Natural Language Processing and Machine Learning for Information Retrieval
RONDHUIT introduces these technologies in various area to provide you with a better search system.
What is Better Search System?
What is RONDHUIT’s idea of “better search system”? We think that a system that can promptly provide information that users want is “better search system”. Extremely simple, isn’t it? However, to your surprise, it is hard to come by.
Why is it so difficult? Because you need to seek for two conflicting interests at the same time.
The first interest is to “return every information that users want without leakage”. If there is “search leakage,” users have to pick one or more keywords and continue searching, resulting in extra time to get to the information you want.
The second interest is “return only the information users want”. If the search results include redundant information that a user doesn’t want (called “search error”), the user have to click documents in the search results to confirm the content of each document: another factor leading to extra time.
It is known that pursuing these 2 interest is in the relation of the trade-off.
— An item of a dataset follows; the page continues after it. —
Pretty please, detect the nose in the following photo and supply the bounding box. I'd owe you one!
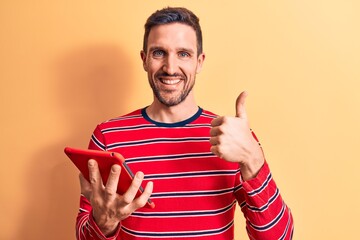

Tuning the system to minimize “search leakage” in order to pursue the first interest makes search results list longer, resulting in more “search errors”. On the contrary, tuning the search system to minimize “search errors” in order to pursue the second interest decreases search results list, resulting in more “search leakage”.
However, in order to provide you with “better search system” that RONDHUIT believes, we need to pursue these interest concurrently. OK. What should be done? In order to solve the problem, we have introduced the both natural language processing and machine learning technologies. Let me quickly introduce how we accomplish this.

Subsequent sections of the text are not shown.